L’affaire du monument des instituteurs de Quimper a été évoquée mercredi à la Chambre, à la suite des violents incidents et de la bagarre qui ont accompagné le débat sur l’amnistie. Voici quelle a été l’intervention de M. Balanant sur ce sujet et la suite qui lui a été donnée :
M. Balanant demande à interpeller le gouvernement sur les mesures qu’il compte prendre pour que le monument élevé à Quimper aux instituteurs glorieux tombés pour la Patrie soit inauguré le plus tôt possible.
M. François-Albert. — Le gouvernement demande le renvoi à la suite.

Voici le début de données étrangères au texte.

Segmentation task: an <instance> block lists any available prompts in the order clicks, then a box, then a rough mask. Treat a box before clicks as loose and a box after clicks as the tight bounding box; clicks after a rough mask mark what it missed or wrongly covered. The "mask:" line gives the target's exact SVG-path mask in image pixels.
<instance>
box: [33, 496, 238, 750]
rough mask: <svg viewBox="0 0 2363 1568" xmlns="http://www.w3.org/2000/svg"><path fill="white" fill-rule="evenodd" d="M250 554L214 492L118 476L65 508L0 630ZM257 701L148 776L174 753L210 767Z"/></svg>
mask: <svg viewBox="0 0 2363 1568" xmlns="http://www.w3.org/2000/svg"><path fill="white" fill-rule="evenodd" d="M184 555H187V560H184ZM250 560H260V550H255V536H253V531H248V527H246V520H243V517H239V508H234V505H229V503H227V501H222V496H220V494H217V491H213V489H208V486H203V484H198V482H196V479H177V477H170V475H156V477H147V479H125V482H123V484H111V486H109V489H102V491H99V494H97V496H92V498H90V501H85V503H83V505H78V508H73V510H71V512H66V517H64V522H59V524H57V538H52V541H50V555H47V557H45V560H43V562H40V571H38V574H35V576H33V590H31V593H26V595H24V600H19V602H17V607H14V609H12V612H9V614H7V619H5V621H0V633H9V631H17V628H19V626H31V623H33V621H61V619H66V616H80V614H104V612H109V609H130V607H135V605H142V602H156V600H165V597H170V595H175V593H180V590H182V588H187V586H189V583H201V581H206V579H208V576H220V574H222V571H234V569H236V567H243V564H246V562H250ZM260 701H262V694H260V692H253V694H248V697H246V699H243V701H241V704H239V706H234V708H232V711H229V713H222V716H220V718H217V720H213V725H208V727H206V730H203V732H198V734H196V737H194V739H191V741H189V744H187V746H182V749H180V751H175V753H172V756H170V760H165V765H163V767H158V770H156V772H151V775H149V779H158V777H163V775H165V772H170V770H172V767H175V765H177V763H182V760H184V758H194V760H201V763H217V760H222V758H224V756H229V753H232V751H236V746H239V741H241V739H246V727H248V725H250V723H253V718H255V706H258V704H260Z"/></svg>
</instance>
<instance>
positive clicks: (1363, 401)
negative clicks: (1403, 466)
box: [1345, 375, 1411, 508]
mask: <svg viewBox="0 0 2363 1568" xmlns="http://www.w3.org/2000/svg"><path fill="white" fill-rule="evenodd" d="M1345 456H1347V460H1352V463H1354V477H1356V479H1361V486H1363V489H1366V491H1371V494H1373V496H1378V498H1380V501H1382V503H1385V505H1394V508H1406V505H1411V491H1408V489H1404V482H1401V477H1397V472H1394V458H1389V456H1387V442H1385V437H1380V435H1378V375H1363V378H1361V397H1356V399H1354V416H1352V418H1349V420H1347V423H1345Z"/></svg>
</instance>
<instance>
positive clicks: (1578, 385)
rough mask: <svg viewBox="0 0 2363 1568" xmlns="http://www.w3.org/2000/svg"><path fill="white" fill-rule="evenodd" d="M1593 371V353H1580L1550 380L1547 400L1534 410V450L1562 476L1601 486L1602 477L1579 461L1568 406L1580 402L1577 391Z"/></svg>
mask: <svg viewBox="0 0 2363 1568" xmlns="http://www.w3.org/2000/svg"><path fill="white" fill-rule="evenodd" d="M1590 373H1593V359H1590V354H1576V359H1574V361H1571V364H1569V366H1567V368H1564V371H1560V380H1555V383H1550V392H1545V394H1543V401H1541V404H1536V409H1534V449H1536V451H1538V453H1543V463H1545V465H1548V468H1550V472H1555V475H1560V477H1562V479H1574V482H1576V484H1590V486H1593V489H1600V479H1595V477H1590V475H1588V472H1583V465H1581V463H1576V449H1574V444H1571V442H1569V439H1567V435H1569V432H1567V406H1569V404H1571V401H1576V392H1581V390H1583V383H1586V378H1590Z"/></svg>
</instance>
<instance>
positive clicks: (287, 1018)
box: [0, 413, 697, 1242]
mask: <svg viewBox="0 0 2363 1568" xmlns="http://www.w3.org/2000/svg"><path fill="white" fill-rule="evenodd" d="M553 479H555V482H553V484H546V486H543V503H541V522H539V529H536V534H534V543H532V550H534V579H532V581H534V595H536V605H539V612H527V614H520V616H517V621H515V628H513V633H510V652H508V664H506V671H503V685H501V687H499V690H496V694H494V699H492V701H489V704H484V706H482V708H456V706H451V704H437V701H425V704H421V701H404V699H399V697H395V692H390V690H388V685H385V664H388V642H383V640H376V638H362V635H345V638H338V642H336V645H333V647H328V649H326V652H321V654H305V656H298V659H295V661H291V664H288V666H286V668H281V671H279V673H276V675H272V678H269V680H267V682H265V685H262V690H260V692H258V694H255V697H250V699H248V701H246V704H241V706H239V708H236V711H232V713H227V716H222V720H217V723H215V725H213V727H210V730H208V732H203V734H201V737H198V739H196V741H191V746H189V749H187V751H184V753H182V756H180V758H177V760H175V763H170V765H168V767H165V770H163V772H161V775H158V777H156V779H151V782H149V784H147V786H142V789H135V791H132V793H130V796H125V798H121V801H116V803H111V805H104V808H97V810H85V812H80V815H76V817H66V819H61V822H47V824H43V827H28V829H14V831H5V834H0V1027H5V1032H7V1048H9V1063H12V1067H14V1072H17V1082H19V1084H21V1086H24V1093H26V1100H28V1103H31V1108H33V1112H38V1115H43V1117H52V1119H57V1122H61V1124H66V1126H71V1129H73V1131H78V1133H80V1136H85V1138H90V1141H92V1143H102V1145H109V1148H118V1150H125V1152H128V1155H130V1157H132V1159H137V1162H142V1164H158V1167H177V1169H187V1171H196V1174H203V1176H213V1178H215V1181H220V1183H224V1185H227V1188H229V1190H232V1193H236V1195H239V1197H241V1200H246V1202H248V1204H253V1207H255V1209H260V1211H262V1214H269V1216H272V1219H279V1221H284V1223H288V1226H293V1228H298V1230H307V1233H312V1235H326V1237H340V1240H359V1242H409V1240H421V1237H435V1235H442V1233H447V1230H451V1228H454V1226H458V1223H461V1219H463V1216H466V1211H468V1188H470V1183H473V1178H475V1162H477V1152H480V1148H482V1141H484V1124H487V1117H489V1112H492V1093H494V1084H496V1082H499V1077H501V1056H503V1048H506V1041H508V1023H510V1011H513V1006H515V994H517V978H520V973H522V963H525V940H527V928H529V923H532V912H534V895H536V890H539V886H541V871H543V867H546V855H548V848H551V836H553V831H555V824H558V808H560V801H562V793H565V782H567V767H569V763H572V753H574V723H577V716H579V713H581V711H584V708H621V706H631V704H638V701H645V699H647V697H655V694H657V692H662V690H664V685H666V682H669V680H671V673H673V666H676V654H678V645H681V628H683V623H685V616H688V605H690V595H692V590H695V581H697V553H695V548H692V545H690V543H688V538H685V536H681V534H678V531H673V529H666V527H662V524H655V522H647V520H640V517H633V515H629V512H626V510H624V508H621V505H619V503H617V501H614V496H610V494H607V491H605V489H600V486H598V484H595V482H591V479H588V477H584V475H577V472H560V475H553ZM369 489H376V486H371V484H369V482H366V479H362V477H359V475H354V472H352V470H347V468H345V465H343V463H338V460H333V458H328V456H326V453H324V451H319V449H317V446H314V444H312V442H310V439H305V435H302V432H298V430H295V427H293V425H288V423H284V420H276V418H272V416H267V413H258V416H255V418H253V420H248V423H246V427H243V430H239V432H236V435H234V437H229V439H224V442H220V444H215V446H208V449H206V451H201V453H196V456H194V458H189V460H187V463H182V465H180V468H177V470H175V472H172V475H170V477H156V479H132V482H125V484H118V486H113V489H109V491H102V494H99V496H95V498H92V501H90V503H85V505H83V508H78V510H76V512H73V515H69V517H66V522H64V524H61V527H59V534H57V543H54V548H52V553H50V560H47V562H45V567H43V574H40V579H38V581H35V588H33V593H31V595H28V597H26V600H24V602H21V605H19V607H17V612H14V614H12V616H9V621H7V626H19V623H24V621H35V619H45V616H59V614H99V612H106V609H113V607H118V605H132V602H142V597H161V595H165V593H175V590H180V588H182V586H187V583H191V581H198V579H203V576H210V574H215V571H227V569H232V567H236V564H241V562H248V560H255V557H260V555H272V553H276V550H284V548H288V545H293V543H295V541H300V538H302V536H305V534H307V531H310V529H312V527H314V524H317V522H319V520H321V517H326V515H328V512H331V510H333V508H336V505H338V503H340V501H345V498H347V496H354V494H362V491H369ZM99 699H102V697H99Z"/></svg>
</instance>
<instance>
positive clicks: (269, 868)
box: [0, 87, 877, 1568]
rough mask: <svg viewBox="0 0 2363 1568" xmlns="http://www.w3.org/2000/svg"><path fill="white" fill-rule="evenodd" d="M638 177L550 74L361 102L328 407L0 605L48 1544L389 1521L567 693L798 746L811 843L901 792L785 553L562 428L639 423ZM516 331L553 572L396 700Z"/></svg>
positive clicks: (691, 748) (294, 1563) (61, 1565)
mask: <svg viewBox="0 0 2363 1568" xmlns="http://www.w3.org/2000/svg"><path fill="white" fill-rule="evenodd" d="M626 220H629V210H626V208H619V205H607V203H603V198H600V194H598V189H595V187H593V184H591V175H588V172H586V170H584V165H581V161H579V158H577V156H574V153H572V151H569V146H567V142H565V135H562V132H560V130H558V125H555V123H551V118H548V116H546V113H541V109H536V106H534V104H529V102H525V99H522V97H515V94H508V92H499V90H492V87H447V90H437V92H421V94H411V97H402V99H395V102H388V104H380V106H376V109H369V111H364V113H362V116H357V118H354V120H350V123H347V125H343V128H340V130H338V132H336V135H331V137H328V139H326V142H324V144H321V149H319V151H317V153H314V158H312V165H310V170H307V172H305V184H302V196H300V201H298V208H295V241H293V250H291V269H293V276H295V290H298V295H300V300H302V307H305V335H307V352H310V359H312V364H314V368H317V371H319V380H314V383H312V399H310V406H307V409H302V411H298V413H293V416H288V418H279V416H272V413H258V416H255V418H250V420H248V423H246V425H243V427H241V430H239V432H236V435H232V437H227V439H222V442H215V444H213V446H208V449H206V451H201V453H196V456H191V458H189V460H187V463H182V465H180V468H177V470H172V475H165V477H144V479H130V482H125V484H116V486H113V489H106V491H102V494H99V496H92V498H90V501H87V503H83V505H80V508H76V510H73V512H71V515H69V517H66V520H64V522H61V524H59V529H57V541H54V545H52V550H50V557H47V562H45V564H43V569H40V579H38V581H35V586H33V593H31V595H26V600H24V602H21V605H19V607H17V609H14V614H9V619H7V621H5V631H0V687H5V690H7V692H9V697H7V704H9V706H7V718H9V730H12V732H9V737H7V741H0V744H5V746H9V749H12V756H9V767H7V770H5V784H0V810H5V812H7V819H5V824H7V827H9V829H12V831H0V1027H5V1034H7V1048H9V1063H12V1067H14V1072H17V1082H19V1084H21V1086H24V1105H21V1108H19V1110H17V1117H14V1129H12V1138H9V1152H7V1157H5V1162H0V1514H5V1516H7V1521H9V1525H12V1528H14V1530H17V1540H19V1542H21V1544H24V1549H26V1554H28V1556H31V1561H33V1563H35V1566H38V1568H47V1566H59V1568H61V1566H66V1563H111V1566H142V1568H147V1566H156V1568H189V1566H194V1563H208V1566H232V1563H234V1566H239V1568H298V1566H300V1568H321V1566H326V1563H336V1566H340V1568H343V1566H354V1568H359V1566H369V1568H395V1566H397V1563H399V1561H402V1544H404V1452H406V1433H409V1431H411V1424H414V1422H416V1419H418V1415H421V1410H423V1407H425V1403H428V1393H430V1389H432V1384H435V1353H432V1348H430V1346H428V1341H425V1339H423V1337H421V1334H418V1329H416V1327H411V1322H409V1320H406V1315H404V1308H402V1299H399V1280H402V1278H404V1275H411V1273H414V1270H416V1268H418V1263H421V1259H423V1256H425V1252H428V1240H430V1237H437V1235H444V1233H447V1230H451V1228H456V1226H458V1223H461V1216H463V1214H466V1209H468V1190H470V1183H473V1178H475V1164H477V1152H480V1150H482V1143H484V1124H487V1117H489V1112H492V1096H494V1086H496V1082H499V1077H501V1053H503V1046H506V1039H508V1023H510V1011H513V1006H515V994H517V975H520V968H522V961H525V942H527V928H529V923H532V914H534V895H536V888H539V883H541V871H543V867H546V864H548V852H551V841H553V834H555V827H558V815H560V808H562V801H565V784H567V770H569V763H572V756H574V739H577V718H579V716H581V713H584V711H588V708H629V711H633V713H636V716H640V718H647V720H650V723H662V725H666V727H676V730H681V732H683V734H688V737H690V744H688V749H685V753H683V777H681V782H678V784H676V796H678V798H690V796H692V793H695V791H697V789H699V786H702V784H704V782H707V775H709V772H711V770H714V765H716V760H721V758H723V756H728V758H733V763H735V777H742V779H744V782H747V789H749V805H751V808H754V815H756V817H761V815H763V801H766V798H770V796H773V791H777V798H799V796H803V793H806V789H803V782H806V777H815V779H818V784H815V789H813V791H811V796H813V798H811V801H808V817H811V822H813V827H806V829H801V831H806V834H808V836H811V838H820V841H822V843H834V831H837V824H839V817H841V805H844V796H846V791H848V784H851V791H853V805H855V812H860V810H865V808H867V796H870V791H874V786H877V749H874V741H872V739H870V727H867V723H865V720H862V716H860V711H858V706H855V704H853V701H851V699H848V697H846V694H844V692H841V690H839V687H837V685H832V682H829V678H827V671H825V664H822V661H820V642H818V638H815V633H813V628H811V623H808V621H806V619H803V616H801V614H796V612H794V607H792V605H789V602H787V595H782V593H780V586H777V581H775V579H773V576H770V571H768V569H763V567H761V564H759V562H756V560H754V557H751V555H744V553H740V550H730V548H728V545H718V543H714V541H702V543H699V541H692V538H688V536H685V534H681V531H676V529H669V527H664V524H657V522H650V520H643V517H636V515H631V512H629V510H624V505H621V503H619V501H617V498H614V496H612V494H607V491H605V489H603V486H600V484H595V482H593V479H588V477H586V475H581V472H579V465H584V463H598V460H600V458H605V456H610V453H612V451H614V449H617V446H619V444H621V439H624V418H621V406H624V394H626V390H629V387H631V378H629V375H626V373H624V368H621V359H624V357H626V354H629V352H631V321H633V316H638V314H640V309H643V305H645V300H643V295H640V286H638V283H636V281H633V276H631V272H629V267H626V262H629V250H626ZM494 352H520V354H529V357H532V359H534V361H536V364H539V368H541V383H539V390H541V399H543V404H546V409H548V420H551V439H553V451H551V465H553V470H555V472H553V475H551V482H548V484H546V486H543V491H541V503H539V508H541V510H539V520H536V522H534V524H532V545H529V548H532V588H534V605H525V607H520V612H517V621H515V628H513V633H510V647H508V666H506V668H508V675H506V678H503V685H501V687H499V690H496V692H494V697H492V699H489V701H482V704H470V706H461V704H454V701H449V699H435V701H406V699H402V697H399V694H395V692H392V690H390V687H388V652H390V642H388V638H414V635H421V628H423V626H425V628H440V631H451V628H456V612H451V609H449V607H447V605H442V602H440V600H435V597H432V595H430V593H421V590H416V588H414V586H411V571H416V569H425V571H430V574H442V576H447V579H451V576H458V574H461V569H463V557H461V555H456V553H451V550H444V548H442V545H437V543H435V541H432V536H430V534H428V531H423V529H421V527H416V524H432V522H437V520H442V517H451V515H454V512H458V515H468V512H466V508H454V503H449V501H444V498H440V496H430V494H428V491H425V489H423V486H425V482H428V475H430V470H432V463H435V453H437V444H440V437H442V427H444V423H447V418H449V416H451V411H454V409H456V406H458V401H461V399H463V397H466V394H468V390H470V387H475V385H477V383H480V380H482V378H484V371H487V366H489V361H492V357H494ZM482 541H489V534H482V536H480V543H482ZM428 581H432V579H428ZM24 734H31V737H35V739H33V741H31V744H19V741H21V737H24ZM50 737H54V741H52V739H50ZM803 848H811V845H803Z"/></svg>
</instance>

M. Balanant. — Je m’étonne de cette réponse du gouvernement. Je lui demande quelles mesures il compte prendre contre le petit groupe d’instituteurs qui prétend bannir la Maraseillaise, notre hymne national,de cette cérémonie. (Exclamations à gauche et sur divers bancs). Je n’insisterai pas, si l’inauguration a lieu bientôt, si la Marseillaise peut être jouée et si aucune parole révolutionnaire ne doit être prononcée. (Applaudissemenls à droite et au centre) .
M. François-Albert. — Je ne peux aborder la question au fond. Il s’agit d’une interpellation préventive, puisque aucun incident ne s’est encore produit à Quimper et que j’ai le vif espoir qu’il ne s’en produira aucun. (Applaudissements). La Chambre ne me fera pas l’injure de me demander de répondre à la question de savoir…
… si la Marseillaise sera autorisée. Quant à l’inauguration, je l’autoriserai à la date que je jugerai la plus favorable pour le recueillement qui convient à une telle cérémonie, (Applaudissements).
M. Balanant maintient que le préfet a fait connaître au gouvernement que l’Amicale des instituteurs avait demandé que la Marseillaise ne soit pas jouée et c’est en raison d’incidents possibles que l’inauguration fut remise.
M. Francois-Albert fait remarquer que cette interpellation ne peut interrompre le débat d’amnistie et prie donc M. Balanant de ne pas insister.
M. Balanant , — Je n’insisterai pas, si vous me promettez de prendre des mesures préventives.
Le ministre ne répond pas ; M. Balanant réclame un scrutin sur la demande de renvoi à la suite de son interpellation. (Exclamations.)
Le renvoi à la suite de l’interpellation Balanant est volé par 375 voix contre 201.